We thank M. Andermann, J. Assad, R. Born, J. Buckholtz, P. Glimcher, J. Maunsell, B. Sabatini, W. Schultz, R. Wilson, and members of the Uchida laboratory for comments on the manuscript; S. Haesler for technical expertise and discussions on experimental design; E. Molnar for histology assistance; C. Dulac for sharing resources; K. Deisseroth for the AAV–FLEX–ChR2 construct; and E. Boyden for the AAV–FLEX–ArchT construct. This work was supported by a Sackler Fellowship in Psychobiology (N.E.) and National Institutes of Health grants T32GM007753 (to N.E.), F30MH100729 (to N.E.), R01MH095953 (to N.U.), and R01MH101207 (to N.U.).

Author information

Authors and Affiliations

Authors

Contributions

N.E. and N.U. designed the recording experiments. N.E., V.R., and N.U. designed the behaviour experiment. N.E., M.B., V.R., V.H., and J.T. collected data. N.E., M.B., and V.R. analysed data. N.E. wrote the manuscript with comments from N.U.

Corresponding author

Correspondence to Naoshige Uchida.

Ethics declarations

Competing interests

The authors declare no competing financial interests.

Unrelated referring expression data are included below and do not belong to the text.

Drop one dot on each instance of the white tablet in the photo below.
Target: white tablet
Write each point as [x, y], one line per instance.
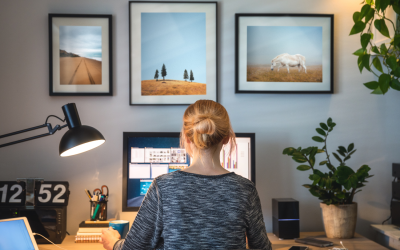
[16, 234]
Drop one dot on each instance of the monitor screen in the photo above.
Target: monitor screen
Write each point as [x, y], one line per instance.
[149, 155]
[15, 235]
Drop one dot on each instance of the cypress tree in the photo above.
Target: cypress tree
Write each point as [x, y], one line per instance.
[156, 75]
[163, 72]
[191, 76]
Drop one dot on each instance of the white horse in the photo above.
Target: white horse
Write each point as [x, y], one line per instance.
[289, 61]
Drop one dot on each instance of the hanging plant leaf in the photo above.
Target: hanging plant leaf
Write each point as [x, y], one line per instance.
[365, 61]
[380, 25]
[377, 91]
[395, 84]
[356, 16]
[384, 82]
[384, 4]
[375, 50]
[303, 167]
[350, 147]
[372, 85]
[377, 64]
[357, 28]
[320, 131]
[323, 126]
[369, 15]
[365, 38]
[392, 62]
[318, 139]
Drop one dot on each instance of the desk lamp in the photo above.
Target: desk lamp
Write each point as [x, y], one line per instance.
[78, 139]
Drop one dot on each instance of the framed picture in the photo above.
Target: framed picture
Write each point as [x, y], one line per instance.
[173, 52]
[284, 53]
[80, 49]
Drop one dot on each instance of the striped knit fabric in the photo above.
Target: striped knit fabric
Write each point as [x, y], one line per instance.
[189, 211]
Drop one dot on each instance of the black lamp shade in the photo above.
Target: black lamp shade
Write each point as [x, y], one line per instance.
[79, 140]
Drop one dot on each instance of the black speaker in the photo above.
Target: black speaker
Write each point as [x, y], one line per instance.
[285, 218]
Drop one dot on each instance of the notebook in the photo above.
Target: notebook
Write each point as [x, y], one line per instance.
[16, 234]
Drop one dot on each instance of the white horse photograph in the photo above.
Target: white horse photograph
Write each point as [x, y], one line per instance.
[287, 60]
[284, 54]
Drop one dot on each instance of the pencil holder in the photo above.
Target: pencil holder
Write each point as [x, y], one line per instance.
[98, 210]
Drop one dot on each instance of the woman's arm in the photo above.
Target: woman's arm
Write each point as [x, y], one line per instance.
[146, 230]
[256, 232]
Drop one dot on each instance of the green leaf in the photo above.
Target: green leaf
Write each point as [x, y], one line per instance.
[323, 126]
[350, 147]
[329, 122]
[341, 153]
[365, 61]
[364, 11]
[337, 157]
[360, 52]
[299, 160]
[384, 4]
[384, 82]
[369, 15]
[323, 163]
[342, 149]
[380, 25]
[357, 28]
[375, 49]
[303, 167]
[377, 64]
[377, 91]
[365, 38]
[356, 16]
[360, 63]
[318, 139]
[320, 131]
[396, 7]
[377, 5]
[395, 84]
[383, 49]
[372, 85]
[392, 62]
[352, 152]
[288, 151]
[396, 40]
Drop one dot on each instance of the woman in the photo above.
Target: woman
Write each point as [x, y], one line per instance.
[203, 206]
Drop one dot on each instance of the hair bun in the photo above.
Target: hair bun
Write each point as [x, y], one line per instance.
[205, 125]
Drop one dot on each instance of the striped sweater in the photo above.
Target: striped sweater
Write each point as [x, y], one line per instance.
[183, 210]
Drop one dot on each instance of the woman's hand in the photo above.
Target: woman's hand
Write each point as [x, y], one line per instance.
[109, 237]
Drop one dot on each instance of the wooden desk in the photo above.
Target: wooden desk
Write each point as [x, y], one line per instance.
[357, 243]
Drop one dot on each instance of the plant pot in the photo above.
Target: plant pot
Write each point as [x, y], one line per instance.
[339, 220]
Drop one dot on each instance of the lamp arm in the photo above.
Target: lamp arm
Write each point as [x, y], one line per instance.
[48, 125]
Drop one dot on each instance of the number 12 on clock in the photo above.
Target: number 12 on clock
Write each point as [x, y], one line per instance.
[12, 193]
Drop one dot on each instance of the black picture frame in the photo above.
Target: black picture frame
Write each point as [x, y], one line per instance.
[243, 70]
[56, 87]
[135, 84]
[125, 160]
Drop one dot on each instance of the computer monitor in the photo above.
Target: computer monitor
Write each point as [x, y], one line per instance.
[147, 155]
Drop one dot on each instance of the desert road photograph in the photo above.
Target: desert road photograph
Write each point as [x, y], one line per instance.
[80, 55]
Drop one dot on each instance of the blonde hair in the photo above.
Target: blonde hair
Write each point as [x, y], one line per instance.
[205, 124]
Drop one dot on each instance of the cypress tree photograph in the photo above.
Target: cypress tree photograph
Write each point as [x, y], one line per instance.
[173, 41]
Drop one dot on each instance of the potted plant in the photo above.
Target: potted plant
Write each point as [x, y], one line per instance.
[374, 14]
[335, 188]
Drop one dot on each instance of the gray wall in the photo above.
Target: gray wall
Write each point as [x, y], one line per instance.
[279, 121]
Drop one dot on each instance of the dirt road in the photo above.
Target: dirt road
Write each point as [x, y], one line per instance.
[79, 70]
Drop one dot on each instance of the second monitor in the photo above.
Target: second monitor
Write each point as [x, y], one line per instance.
[148, 155]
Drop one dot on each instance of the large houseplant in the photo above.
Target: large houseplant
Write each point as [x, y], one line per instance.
[335, 188]
[374, 14]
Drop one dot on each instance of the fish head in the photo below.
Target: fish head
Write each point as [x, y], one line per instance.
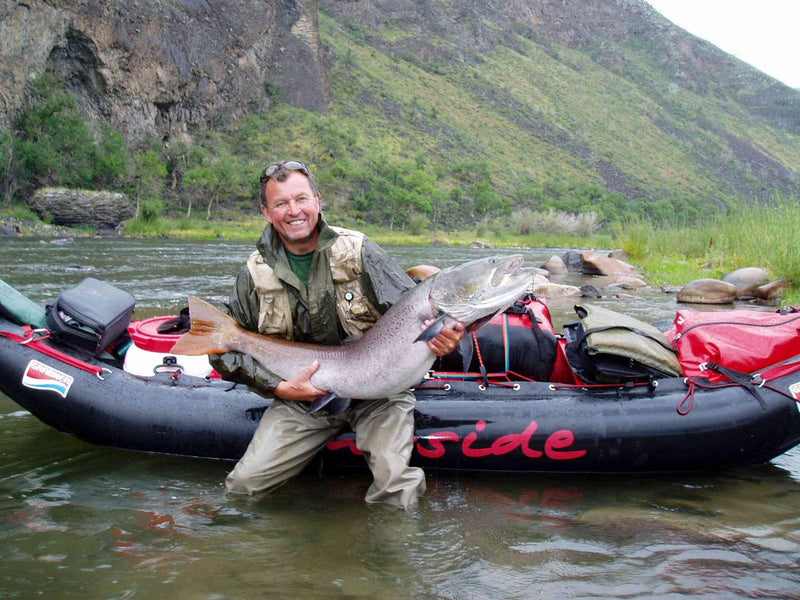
[480, 288]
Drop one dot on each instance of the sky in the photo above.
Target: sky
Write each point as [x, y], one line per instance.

Extended data figures and tables

Extended Data Figure 1 Recording sites and ArchT expression.

ad, Schematic of recording locations for mice used in the dopamine identification task (a, n = 5), the GABA stimulation task (b, n = 7), the GABA inhibition task (c, n = 9), and the behavioural task (d, n = 12). b, Red, experimental mice expressing ChR2 in VTA GABA neurons (n = 5). Blue, control mice expressing GFP in VTA GABA neurons (n = 2). c, Red, mice in which laser was delivered at continuous intensity (n = 7). Blue, mice in which laser was delivered with ramping intensity (n = 2). d, Red, experimental mice expressing ChR2 in VTA GABA neurons (n = 6). Blue, control mice expressing GFP in VTA GABA neurons (n = 6). eg, Selectivity and efficiency of ArchT expression. e, Representative merged image (one of 30 z-stacks). Magenta, Vgat-tdTomato; green, ArchT–GFP. Open arrow, neuron expressing Vgat-tdTomato but not ArchT–GFP. Closed arrow, neuron expressing both Vgat-tdTomato and ArchT–GFP. Scale bar, 10 μm. f, Selectivity of infection to GABA neurons: percentage of ArchT–GFP-expressing neurons (n = 131 neurons for AAV1 and 165 neurons for AAV8) that were positive for Vgat-tdTomato. Filled bars, Vgat-tdTomato mouse injected with AAV1–FLEX–ArchT–GFP. Empty bars, Vgat-tdTomato mouse injected with AAV8–FLEX–ArchT–GFP. g, Efficiency of infection: percentage of Vgat-tdTomato-expressing neurons (n = 278 neurons for AAV1 and 283 neurons for AAV8) that were positive for ArchT–GFP.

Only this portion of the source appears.